4 min de lecture Affaire Snowden

"Snowden" : Oliver Stone, le réalisateur qui flirte avec le complot

ÉCLAIRAGE - Avec "Snowden", Oliver Stone ajoute un long-métrage à sa filmographie, en pleine quête de vérité.

Joseph Gordon-Levitt dans "Snowden", réalisé par Oliver Stone.
Joseph Gordon-Levitt dans "Snowden", réalisé par Oliver Stone. Crédit : Capture d'écran YouTube
Marie-Pierre Haddad
Marie-Pierre Haddad
Journaliste RTL

Le cas Edward Snowden divise les États-Unis : a-t-il agi par patriotisme ou est-il un traître ? Oliver Stone a fait son choix. Il s'agit d'un patriote et le réalisateur a décidé de lui consacrer son dernier long-métrage, Snowden, sorti mardi 1er novembre. Edward Snowden, c'est l'homme à travers qui les méthodes très controversées de l'agence de sécurité NSA ont été révélées. Tout a basculé le 6 juin 2013 au moment où cet informaticien de 30 ans met à nu PRISM, c'est-à-dire le système d'espionnage mondial mis en place par les États-Unis. 

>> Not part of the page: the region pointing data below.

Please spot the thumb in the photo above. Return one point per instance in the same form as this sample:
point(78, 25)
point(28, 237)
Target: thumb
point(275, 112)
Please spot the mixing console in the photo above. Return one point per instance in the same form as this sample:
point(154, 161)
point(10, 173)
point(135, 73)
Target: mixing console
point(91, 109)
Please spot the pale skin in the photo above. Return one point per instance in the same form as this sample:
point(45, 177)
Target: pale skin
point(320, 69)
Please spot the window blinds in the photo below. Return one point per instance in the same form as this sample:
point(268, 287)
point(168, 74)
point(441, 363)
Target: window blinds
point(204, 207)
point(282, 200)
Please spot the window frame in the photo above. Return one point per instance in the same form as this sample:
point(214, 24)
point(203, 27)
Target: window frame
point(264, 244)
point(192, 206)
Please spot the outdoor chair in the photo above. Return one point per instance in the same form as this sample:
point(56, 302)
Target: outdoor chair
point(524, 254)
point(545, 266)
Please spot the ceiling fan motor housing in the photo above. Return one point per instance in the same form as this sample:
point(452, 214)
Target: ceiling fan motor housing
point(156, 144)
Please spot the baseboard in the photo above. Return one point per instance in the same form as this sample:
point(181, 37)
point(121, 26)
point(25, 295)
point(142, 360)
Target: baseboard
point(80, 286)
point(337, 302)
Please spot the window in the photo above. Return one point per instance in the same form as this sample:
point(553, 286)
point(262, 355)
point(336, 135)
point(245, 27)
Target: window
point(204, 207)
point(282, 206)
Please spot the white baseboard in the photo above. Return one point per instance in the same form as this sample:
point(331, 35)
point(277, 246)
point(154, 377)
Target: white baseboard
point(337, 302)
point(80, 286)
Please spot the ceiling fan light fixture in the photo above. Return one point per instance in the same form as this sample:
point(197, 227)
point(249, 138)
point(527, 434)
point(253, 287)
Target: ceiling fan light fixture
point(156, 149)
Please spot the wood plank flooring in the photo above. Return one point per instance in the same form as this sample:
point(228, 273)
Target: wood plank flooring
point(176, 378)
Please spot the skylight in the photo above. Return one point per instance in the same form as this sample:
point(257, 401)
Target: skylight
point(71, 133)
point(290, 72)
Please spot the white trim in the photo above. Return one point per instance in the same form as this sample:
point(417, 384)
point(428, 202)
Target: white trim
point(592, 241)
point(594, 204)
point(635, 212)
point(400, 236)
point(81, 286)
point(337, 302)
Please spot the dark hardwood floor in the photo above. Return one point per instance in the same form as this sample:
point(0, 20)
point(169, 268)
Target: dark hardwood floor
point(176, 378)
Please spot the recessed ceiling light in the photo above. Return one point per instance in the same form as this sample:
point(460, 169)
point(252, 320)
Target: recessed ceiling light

Sorte de héros des temps modernes, Edward Snowden a pour objectif de "dire au public ce qui est fait en son nom et ce qui est fait contre lui", comme le rapporte une vidéo de l'INA. Ses révélations auront un effet boule de neige, touchant le citoyen américain mais aussi les chefs d'États comme François Hollande ou encore la chancelière allemande Angela Merkel.

Le rôle clé est interprété par Joseph Gordon-Levitt (Inception, 500 jours ensemble, Don Jon). D'après l'acteur, il existe "deux formes de patriotisme. Celui qui s'apparente à une allégeance à votre pays sans vous poser de questions, et une autre forme de patriotisme que je voulais montrer dans ce personnage et qui est un patriotisme dans lequel j'ai grandi depuis le début de cette histoire et qui m'interpelle". 

Comprendre le personnage Snowden

Ainsi Snowden se concentre sur cette histoire digne des meilleurs polars d'espionnage. Oliver Stone a confié au Huffington Post : "Ce que je tiens vraiment à faire comprendre, c'est qu'en dépit de toutes les révélations d'Edward Snowden, on ne sait pas encore tout. On sait juste qu'il y en a bien davantage. Dans le film, nous parlons des écoutes généralisées et de la surveillance par drone, et nous évoquons brièvement la guerre cybernétique. On voit Snowden s'apercevoir qu'au cours d'une visite officielle au Japon, des agents américains introduisaient des programmes malveillants dans les systèmes informatiques de leurs hôtes. Alors que ce sont nos alliés ! Qui aurait pu l'imaginer ?".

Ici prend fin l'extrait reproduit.